Two African technocrats have urged African leaders to tackle the simple issues of jobs, infrastructure and technology to revive hope among the African youth for a better future.
Former African Union Chairperson, Dr Nkosazana Dlamini-Zuma, and industrialisation strategist and author, Professor Douglas Boateng, said the solutions to the issues that bedevil Africa were within the continent and well within the reach of its leaders.
They advocated, for instance, investment into factories to create the employment spaces for the youth of the continent.
The two experts made the observation during a strategy meeting between them in Johannesburg.
The pair are widely considered two of the continent’s most influential minds in strategic thinking.

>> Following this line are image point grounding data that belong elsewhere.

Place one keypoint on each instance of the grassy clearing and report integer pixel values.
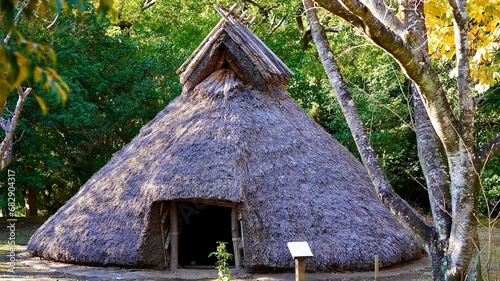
(25, 227)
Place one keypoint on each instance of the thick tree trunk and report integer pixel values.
(399, 208)
(446, 149)
(435, 170)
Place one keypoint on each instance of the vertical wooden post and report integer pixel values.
(174, 234)
(300, 269)
(235, 231)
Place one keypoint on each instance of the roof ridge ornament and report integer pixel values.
(235, 14)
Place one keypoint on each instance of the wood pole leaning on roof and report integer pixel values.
(235, 231)
(174, 234)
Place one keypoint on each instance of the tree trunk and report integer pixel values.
(446, 149)
(30, 203)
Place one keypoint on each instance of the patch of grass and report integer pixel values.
(24, 228)
(489, 241)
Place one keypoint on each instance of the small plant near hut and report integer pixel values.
(223, 256)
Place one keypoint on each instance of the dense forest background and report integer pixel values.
(121, 71)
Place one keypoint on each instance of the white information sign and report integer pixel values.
(299, 249)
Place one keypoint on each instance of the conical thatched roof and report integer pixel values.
(226, 140)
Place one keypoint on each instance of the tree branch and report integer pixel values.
(147, 4)
(467, 104)
(400, 209)
(489, 150)
(411, 61)
(6, 145)
(385, 15)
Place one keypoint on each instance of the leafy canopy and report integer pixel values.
(483, 33)
(28, 59)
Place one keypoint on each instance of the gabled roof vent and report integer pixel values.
(232, 44)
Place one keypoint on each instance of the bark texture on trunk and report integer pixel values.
(405, 214)
(447, 150)
(30, 203)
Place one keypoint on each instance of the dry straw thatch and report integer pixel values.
(234, 136)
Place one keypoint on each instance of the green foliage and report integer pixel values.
(223, 256)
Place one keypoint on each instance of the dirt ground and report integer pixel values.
(28, 268)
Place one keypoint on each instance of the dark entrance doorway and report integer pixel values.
(202, 227)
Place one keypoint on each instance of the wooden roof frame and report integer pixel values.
(233, 42)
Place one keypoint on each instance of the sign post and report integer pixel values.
(300, 251)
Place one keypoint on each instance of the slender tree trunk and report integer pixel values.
(410, 219)
(30, 203)
(435, 170)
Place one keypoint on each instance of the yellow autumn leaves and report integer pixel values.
(484, 37)
(30, 59)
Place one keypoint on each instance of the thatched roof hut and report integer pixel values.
(234, 159)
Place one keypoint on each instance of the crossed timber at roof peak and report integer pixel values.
(235, 14)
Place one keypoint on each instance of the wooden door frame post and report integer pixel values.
(174, 236)
(235, 233)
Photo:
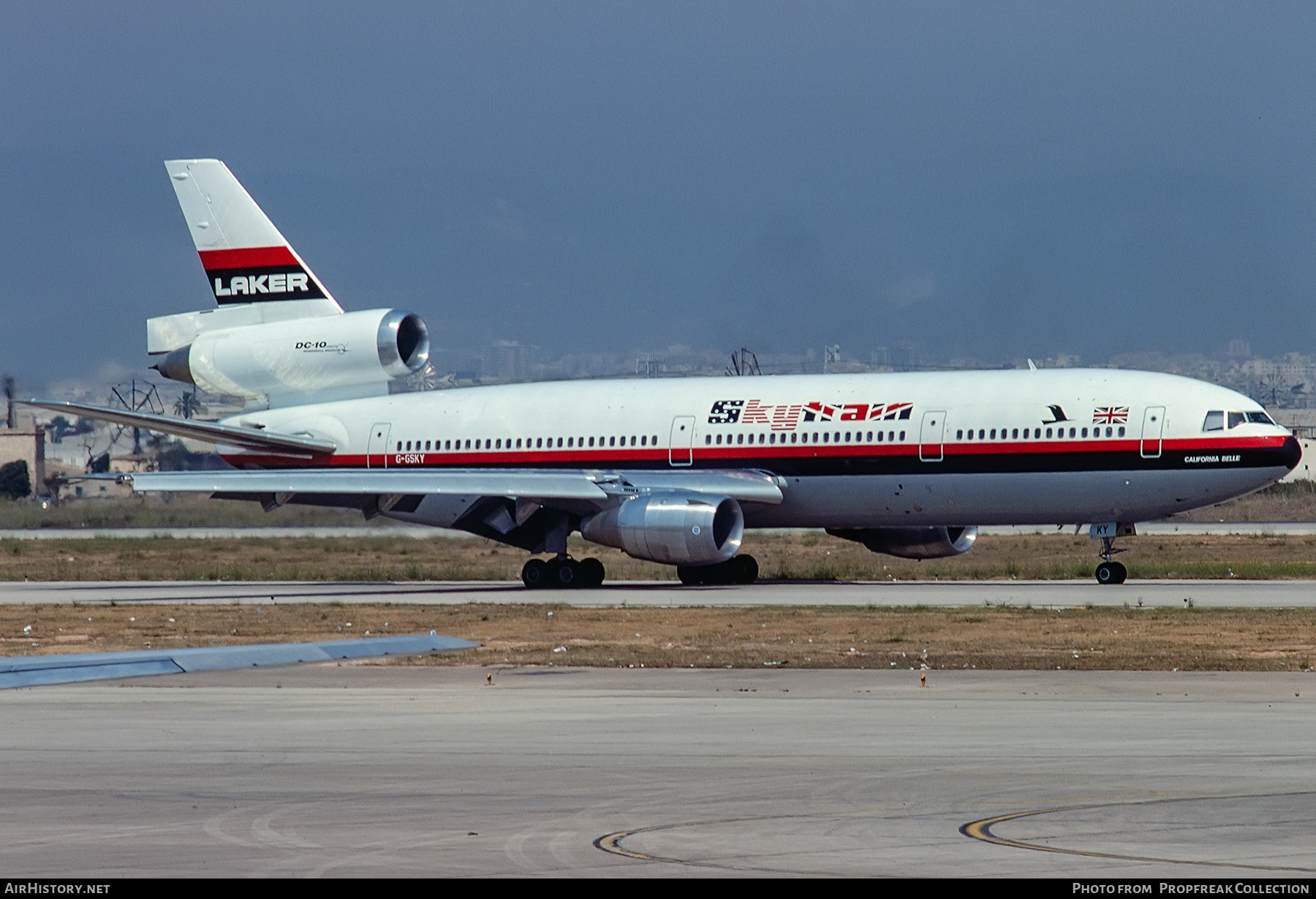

Dr Dlamini-Zuma is credited as the architect of the African Union’s Agenda 2063 project, while Prof. Boateng is a globally recognised chartered engineer, a thought leading boardroom governance advocate, and social entrepreneur.
“Agenda 2063 was never about paper,” Dr Dlamini-Zuma said. “It was and remains about purpose; about giving our grandchildren a functioning continent, not a deferred dream,” she added.
The dialogue pulled no punches on Africa’s quietest crisis, namely the abandonment of rural economies.
“Our youth are not fleeing their homes. They are fleeing hopelessness. If we take roads, factories, and innovation to them, they will stay. They will build,” Dr Dlamini-Zuma said.
“Neglecting the rural majority is not merely a policy failure; it is a betrayal of promise,” she added.
The discussion also featured the African Continental Free Trade Area (AfCFTA), its impact on the development of the continent, how the continent could leverage the initiative to achieve ultimate development, Agenda 2063 and the United Nations Sustainable Development Goals (SDGs).
Dr Dlamini-Zuma said AfCFTA, Agenda 2063, and the UN SDGs must not be viewed as silos, insisting that they were complementary instruments of one African purpose.
“AfCFTA must become more than a treaty,” she said, adding that “it must be the artery through which African productivity flows.”
“The Africa We Want is not a slogan,” she reaffirmed.
“It is a daily decision, one that must be made across ministries, boardrooms, farms, homes and schools.”
“Development is not a theory,” echoed Boateng. “It is logistics. It is ports. It is accountability.
These frameworks are not decorative; they are tools. And tools must be used.
Prof. Boateng diagnosed Africa’s problems to include the failure to add value to its vast natural resource base, and instead boosting foreign economies through African imports.
“We import what we can produce.
We export what we should refine. It is poetic.
And it is painful,” he said, with his co-discussant remarking: “And tragically, it is preventable”. added Dr. Dlamini-Zuma.
“Every unbuilt factory is a missed future. Africa does not need pity.
It needs purposeful production.
The continent must stop trading excuses for progress.
The time for ‘we will’ must give way to ‘we are’,” Prof. Boateng said.
“Leadership is not about titles or applause.
It is about foresight, about planting trees under whose shade we may never sit,” he said.
True leadership, both experts agreed, must be defined by the courage to prepare for those yet unborn, not the convenience of short-term applause.